How MCS Technologies are Reducing Artisanal Gold Mining Emissions
Gold is a beautiful commodity which sadly does not come mined from the ground without its consequences. Artisanal and small-scale gold mining and refining is responsible for the largest releases of mercury into the environment and atmosphere than any other global sectors. Approximately 400 metric tonnes of airborne elemental mercury is released each year by these sources, which can be incredibly detrimental to our health and our surroundings.
(Liquid mercury, image courtesy of Global Environmental Facility)
Situated in over 55 countries worldwide, small scale gold buying and refining facilities (also known as ‘gold shops’) are an important part of the gold production process and are the major source of this air pollution. If inhaled or ingested, mercury poisoning can induce harmful health effects such as loss of vision, lack of coordination, change in nerve responses and muscle weakening. In serious cases, mercury poisoning can also damage your brain, heart, lungs, kidneys, and immune system.
To try and tackle these harmful metallic pollutants escaping into our atmosphere, the Environmental Protection Agency and Argonne National Laboratory have teamed up to create a low cost, easily constructable technology called the Gold Shop Mercury Capture System (or MCS). This system is constructed from a 55-gallon steel drum where mercury is cooled, condensed, and collected as liquid for safe management and storage. This technology is not only simple to construct, but also incredibly low cost and easy to transport.
(EPA Mercury Capture System, image courtesy of SlideShare)

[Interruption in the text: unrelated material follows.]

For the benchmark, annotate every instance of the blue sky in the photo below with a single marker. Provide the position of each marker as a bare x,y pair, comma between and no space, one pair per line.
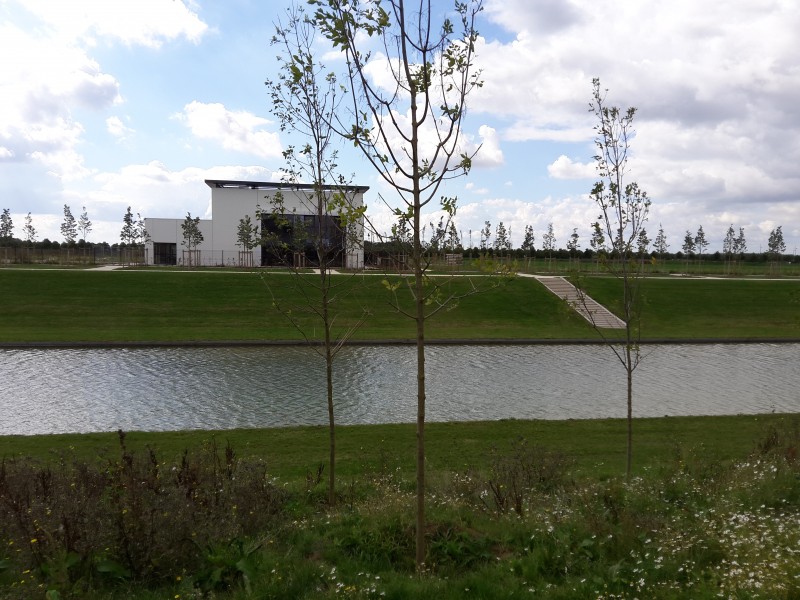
134,103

The MCS was trialled in Peru and Brazil within Amazonian gold producing regions. Since the testing within 2008, Peru has developed a strategy to implement this new innovative technology amongst nationwide gold mines. Performance tests indicated that the MCS technology reduced airborne mercury emissions within gold shops by 80 percent, which is a significant reduction in those regions which do not have access to any form of effective mercury control technology. If used continuously and efficiently, the instillation of these mercury capturing systems can prevent the release of more than 200 metric tons of mercury into the atmosphere annually.
(An ASGM gold shop processing cycle, image courtesy of UNEP)
Data collected during site visits to various gold refining locations showed that in shops with the installed MCS technology, mercury vapor concentrations were close to the American Conference of Governmental Industrial Hygienists threshold limit value (ACGIH TLV) for occupational exposure (25 ug/m3). Gold shops that did not have the MCS technology installed had mean ambient mercury vapor concentrations that were 5-20 times higher than those shops which had the MCS installed. This is a brilliant and promising result within the gold mining industry; this precious commodity can continue to be mined and produced whilst simultaneously cutting down its significant mercury emissions and detrimental repercussions.